Currently, running lute v3 with python main.py starts the web server, and the initial Lute page is shown. You can add and edit Languages. That’s it, and even that will have issues. But it is a start of the user-facing site.

Porting v2

Lute v2 has decent automated tests in place exercising much of the code, so I’m gradually porting those tests from v2 to v3 and implementing enough to make those tests pass.

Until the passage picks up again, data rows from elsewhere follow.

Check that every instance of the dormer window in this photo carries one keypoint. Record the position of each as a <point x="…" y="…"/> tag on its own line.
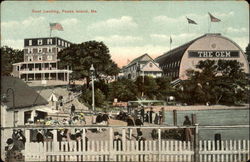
<point x="39" y="41"/>
<point x="30" y="42"/>
<point x="40" y="50"/>
<point x="40" y="58"/>
<point x="30" y="58"/>
<point x="49" y="41"/>
<point x="49" y="49"/>
<point x="30" y="50"/>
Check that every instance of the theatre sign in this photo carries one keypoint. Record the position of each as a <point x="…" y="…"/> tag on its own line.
<point x="213" y="54"/>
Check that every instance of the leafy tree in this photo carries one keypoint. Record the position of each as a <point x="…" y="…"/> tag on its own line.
<point x="80" y="57"/>
<point x="86" y="97"/>
<point x="123" y="90"/>
<point x="221" y="81"/>
<point x="9" y="56"/>
<point x="147" y="85"/>
<point x="164" y="88"/>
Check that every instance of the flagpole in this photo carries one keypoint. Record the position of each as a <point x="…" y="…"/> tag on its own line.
<point x="50" y="32"/>
<point x="170" y="41"/>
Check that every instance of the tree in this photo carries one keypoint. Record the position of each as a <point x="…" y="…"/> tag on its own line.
<point x="123" y="90"/>
<point x="221" y="81"/>
<point x="86" y="97"/>
<point x="147" y="85"/>
<point x="9" y="56"/>
<point x="164" y="88"/>
<point x="80" y="57"/>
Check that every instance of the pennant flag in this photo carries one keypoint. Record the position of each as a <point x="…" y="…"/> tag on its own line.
<point x="191" y="21"/>
<point x="56" y="26"/>
<point x="213" y="19"/>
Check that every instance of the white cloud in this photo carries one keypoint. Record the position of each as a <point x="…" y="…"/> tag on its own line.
<point x="236" y="30"/>
<point x="122" y="23"/>
<point x="222" y="15"/>
<point x="70" y="21"/>
<point x="118" y="39"/>
<point x="16" y="44"/>
<point x="30" y="21"/>
<point x="241" y="41"/>
<point x="175" y="37"/>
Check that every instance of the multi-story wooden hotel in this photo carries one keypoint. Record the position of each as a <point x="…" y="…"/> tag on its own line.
<point x="40" y="60"/>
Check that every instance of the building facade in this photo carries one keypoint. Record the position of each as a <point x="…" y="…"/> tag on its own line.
<point x="40" y="60"/>
<point x="214" y="46"/>
<point x="142" y="66"/>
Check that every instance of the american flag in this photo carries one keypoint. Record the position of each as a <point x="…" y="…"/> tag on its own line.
<point x="213" y="19"/>
<point x="56" y="26"/>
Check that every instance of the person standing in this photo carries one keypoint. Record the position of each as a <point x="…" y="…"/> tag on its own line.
<point x="105" y="118"/>
<point x="141" y="145"/>
<point x="142" y="111"/>
<point x="187" y="131"/>
<point x="130" y="122"/>
<point x="73" y="109"/>
<point x="138" y="122"/>
<point x="162" y="116"/>
<point x="151" y="115"/>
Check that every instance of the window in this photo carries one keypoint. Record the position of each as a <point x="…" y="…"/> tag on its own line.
<point x="30" y="58"/>
<point x="30" y="42"/>
<point x="30" y="50"/>
<point x="40" y="50"/>
<point x="40" y="42"/>
<point x="49" y="41"/>
<point x="40" y="58"/>
<point x="49" y="49"/>
<point x="49" y="57"/>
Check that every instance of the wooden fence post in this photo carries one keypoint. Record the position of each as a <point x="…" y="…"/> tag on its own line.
<point x="175" y="117"/>
<point x="110" y="144"/>
<point x="123" y="139"/>
<point x="194" y="119"/>
<point x="196" y="144"/>
<point x="159" y="144"/>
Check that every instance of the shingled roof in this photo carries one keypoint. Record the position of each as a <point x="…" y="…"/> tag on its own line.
<point x="25" y="96"/>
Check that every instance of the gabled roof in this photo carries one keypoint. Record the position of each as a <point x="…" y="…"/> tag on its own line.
<point x="24" y="95"/>
<point x="155" y="64"/>
<point x="180" y="50"/>
<point x="138" y="59"/>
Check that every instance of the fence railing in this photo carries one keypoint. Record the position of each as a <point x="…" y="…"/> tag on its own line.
<point x="110" y="149"/>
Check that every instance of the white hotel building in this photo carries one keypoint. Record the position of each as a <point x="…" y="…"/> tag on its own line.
<point x="40" y="60"/>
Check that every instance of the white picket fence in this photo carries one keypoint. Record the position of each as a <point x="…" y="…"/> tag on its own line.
<point x="173" y="151"/>
<point x="131" y="150"/>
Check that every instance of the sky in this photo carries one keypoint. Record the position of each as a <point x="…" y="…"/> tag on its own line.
<point x="128" y="28"/>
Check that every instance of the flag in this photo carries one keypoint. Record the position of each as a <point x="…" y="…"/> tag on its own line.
<point x="56" y="26"/>
<point x="191" y="21"/>
<point x="213" y="19"/>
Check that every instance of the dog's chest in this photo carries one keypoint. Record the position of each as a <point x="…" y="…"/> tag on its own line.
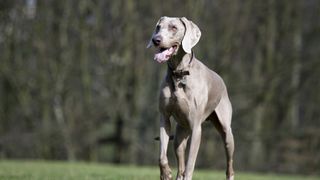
<point x="182" y="102"/>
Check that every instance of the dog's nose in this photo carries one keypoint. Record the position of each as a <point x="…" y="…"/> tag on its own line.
<point x="157" y="40"/>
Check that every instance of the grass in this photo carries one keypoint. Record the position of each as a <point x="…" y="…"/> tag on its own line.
<point x="43" y="170"/>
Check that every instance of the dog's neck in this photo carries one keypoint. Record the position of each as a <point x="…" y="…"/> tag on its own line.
<point x="180" y="63"/>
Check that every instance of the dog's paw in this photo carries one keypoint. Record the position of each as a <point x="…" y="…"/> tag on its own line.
<point x="230" y="178"/>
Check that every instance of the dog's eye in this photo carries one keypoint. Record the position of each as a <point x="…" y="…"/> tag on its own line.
<point x="173" y="27"/>
<point x="158" y="28"/>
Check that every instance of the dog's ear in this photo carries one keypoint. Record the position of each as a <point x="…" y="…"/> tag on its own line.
<point x="191" y="36"/>
<point x="154" y="32"/>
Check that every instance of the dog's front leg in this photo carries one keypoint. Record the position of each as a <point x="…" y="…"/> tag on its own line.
<point x="165" y="127"/>
<point x="193" y="152"/>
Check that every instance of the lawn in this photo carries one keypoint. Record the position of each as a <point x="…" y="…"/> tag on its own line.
<point x="43" y="170"/>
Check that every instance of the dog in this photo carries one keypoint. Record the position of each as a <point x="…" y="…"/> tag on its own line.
<point x="191" y="93"/>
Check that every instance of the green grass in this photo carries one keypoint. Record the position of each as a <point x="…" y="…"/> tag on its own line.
<point x="43" y="170"/>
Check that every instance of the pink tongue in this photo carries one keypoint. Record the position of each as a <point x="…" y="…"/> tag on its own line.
<point x="164" y="55"/>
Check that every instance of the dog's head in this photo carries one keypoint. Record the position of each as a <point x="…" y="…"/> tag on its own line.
<point x="170" y="33"/>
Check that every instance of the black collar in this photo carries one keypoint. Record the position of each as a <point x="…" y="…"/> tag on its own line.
<point x="178" y="74"/>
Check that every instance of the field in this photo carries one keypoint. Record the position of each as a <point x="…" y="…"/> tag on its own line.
<point x="43" y="170"/>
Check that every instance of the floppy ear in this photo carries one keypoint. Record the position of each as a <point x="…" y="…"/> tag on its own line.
<point x="154" y="32"/>
<point x="191" y="36"/>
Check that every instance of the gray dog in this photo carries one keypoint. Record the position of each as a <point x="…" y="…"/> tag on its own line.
<point x="191" y="93"/>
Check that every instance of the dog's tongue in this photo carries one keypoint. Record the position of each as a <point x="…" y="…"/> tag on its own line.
<point x="164" y="55"/>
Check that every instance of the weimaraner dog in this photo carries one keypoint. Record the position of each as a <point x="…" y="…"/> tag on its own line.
<point x="191" y="93"/>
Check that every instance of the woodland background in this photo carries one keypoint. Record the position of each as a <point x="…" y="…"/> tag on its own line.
<point x="77" y="82"/>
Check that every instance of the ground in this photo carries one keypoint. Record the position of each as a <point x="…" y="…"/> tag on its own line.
<point x="43" y="170"/>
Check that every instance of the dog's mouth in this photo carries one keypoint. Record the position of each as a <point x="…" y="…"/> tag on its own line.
<point x="164" y="54"/>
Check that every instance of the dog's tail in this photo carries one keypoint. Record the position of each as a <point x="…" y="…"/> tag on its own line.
<point x="171" y="137"/>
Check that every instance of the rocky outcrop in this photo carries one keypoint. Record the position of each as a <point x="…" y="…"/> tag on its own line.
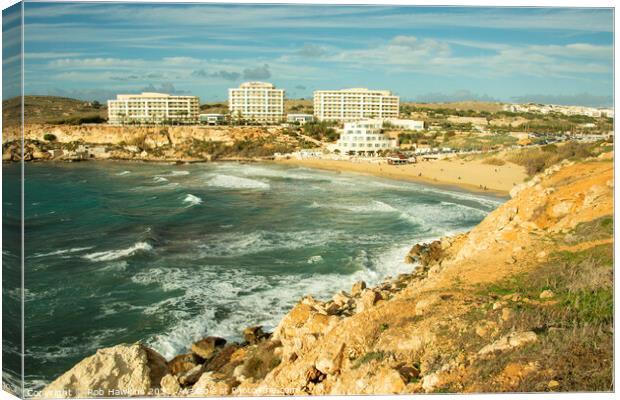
<point x="119" y="371"/>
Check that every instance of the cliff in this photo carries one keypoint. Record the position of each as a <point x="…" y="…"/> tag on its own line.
<point x="523" y="302"/>
<point x="146" y="143"/>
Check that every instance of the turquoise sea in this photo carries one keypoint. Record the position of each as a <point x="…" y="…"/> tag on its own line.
<point x="167" y="254"/>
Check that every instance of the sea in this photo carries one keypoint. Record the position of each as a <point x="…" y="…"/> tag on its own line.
<point x="165" y="254"/>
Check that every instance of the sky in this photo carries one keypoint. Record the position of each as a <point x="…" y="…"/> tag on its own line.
<point x="94" y="51"/>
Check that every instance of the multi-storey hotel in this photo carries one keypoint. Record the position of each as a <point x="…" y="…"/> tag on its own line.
<point x="364" y="138"/>
<point x="354" y="104"/>
<point x="153" y="108"/>
<point x="256" y="101"/>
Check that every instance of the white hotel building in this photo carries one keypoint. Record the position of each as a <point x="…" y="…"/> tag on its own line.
<point x="256" y="101"/>
<point x="355" y="104"/>
<point x="153" y="108"/>
<point x="364" y="138"/>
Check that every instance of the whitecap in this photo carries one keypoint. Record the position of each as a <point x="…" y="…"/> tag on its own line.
<point x="62" y="251"/>
<point x="235" y="182"/>
<point x="315" y="259"/>
<point x="110" y="255"/>
<point x="192" y="200"/>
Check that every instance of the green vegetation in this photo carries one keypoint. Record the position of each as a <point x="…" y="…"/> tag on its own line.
<point x="574" y="327"/>
<point x="368" y="357"/>
<point x="80" y="119"/>
<point x="50" y="109"/>
<point x="536" y="160"/>
<point x="494" y="161"/>
<point x="241" y="148"/>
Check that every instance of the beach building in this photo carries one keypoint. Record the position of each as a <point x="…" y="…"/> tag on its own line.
<point x="212" y="119"/>
<point x="364" y="138"/>
<point x="355" y="104"/>
<point x="257" y="102"/>
<point x="299" y="118"/>
<point x="406" y="124"/>
<point x="153" y="108"/>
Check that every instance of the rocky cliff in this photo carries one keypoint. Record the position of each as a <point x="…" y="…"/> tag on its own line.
<point x="146" y="143"/>
<point x="523" y="302"/>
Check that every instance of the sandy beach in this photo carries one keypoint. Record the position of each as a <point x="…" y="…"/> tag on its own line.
<point x="470" y="175"/>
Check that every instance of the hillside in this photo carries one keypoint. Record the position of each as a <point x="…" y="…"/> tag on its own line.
<point x="52" y="110"/>
<point x="459" y="105"/>
<point x="523" y="302"/>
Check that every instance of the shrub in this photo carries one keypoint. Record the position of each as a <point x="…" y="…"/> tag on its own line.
<point x="494" y="161"/>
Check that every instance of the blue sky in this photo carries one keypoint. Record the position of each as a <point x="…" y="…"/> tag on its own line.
<point x="93" y="51"/>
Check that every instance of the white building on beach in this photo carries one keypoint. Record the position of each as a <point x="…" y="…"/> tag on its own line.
<point x="153" y="108"/>
<point x="355" y="104"/>
<point x="364" y="138"/>
<point x="257" y="102"/>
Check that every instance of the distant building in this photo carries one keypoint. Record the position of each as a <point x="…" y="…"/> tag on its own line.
<point x="355" y="104"/>
<point x="299" y="118"/>
<point x="364" y="138"/>
<point x="257" y="102"/>
<point x="407" y="124"/>
<point x="212" y="119"/>
<point x="153" y="108"/>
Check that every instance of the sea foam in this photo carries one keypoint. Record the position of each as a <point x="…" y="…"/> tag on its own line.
<point x="235" y="182"/>
<point x="192" y="200"/>
<point x="110" y="255"/>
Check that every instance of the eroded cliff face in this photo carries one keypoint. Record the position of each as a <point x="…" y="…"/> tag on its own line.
<point x="501" y="308"/>
<point x="145" y="143"/>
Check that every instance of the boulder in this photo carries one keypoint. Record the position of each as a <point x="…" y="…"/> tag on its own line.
<point x="507" y="314"/>
<point x="211" y="384"/>
<point x="190" y="377"/>
<point x="170" y="385"/>
<point x="207" y="347"/>
<point x="222" y="358"/>
<point x="341" y="298"/>
<point x="124" y="370"/>
<point x="546" y="294"/>
<point x="255" y="334"/>
<point x="367" y="300"/>
<point x="509" y="341"/>
<point x="183" y="363"/>
<point x="357" y="288"/>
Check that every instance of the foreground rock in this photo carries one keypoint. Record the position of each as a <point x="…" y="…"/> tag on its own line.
<point x="120" y="371"/>
<point x="432" y="330"/>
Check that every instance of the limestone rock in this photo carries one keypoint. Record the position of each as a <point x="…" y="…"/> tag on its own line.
<point x="255" y="334"/>
<point x="509" y="341"/>
<point x="211" y="384"/>
<point x="368" y="299"/>
<point x="182" y="363"/>
<point x="170" y="385"/>
<point x="190" y="377"/>
<point x="357" y="288"/>
<point x="546" y="294"/>
<point x="207" y="347"/>
<point x="507" y="314"/>
<point x="124" y="370"/>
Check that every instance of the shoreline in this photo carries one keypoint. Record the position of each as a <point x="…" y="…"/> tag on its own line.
<point x="464" y="175"/>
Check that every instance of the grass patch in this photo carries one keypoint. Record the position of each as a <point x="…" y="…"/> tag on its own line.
<point x="494" y="161"/>
<point x="575" y="327"/>
<point x="536" y="160"/>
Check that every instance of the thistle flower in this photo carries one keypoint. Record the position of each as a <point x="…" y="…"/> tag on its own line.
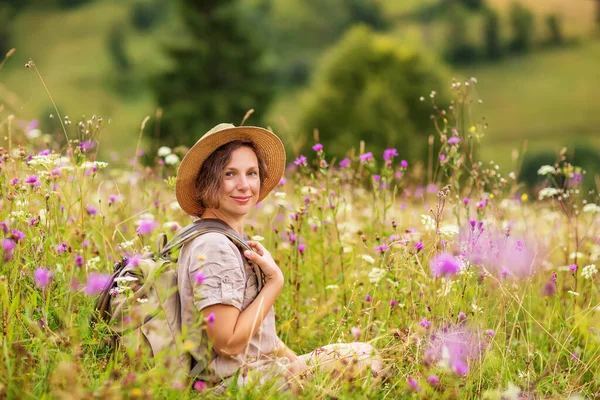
<point x="345" y="163"/>
<point x="42" y="277"/>
<point x="96" y="283"/>
<point x="444" y="264"/>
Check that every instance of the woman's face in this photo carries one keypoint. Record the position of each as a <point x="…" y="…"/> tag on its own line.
<point x="240" y="183"/>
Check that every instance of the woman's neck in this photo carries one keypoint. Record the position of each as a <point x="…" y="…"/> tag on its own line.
<point x="236" y="223"/>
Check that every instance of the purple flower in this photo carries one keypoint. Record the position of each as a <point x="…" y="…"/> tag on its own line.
<point x="96" y="283"/>
<point x="388" y="154"/>
<point x="91" y="210"/>
<point x="444" y="264"/>
<point x="199" y="278"/>
<point x="42" y="277"/>
<point x="433" y="380"/>
<point x="79" y="260"/>
<point x="146" y="227"/>
<point x="17" y="235"/>
<point x="366" y="157"/>
<point x="300" y="160"/>
<point x="453" y="140"/>
<point x="61" y="248"/>
<point x="33" y="180"/>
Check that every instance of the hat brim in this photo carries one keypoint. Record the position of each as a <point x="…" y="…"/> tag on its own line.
<point x="268" y="146"/>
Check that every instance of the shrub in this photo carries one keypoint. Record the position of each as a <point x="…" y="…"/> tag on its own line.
<point x="368" y="87"/>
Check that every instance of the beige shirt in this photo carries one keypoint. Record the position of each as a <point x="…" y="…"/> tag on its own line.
<point x="228" y="279"/>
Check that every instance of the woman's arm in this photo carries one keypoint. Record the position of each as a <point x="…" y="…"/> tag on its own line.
<point x="231" y="329"/>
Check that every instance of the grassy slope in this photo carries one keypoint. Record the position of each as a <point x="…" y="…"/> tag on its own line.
<point x="70" y="51"/>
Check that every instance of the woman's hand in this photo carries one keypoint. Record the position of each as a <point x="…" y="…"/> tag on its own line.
<point x="265" y="261"/>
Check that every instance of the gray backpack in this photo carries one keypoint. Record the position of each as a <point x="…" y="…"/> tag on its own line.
<point x="141" y="304"/>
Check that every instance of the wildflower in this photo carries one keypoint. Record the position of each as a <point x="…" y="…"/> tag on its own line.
<point x="211" y="318"/>
<point x="96" y="283"/>
<point x="79" y="260"/>
<point x="200" y="386"/>
<point x="366" y="157"/>
<point x="91" y="210"/>
<point x="414" y="384"/>
<point x="433" y="380"/>
<point x="146" y="227"/>
<point x="453" y="140"/>
<point x="164" y="151"/>
<point x="171" y="159"/>
<point x="356" y="332"/>
<point x="33" y="180"/>
<point x="444" y="264"/>
<point x="61" y="248"/>
<point x="547" y="193"/>
<point x="17" y="235"/>
<point x="388" y="154"/>
<point x="589" y="271"/>
<point x="300" y="160"/>
<point x="42" y="277"/>
<point x="546" y="169"/>
<point x="199" y="278"/>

I’m tracking the work to do in the v2 repo. The tests in the v2 repository have been commented with // V3-port: TODO, e.g.:

# in tests/src/Repository/TermRepository_Test.php
public function test_change_parent()  // V3-port: TODO

composer dev:portstats gets the comments and stats:

tests/LoadTestData_Test.php:    public function test_clear_dev_data(): void {  // V3-port: TODO
[... etc etc ...]
--------------------------------
      14
     278

So there are 14 tests ported, 278 left. The ported number is higher, I haven’t updated the comments for work already done.

Architectural differences

Lute v3 code isn’t a one-to-one transfer from v2:

  • Sqlalchemy is not Doctrine, Flask is not Symfony, and pytest is not phpunit, so obvious changes are needed.
  • Lute v2 uses Symfony which is rather opinionated on how code should be structured. Flask is more flexible, so I’m organizing the code differently, trying to group things conceptually.
  • v3 follows Python naming conventions, e.g. snake_case for variables and methods, as opposed to CamelCase for PHP.
  • v3 doesn’t use all of the getXxx() and setXxx() methods for classes, instead using @properties, or just making class members public.

With all that said, I’ve had pretty good luck translating huge swaths of code from PHP to an initial Python draft using ChatGPT, and then going back and forth between pylint and the tests until things seem to work.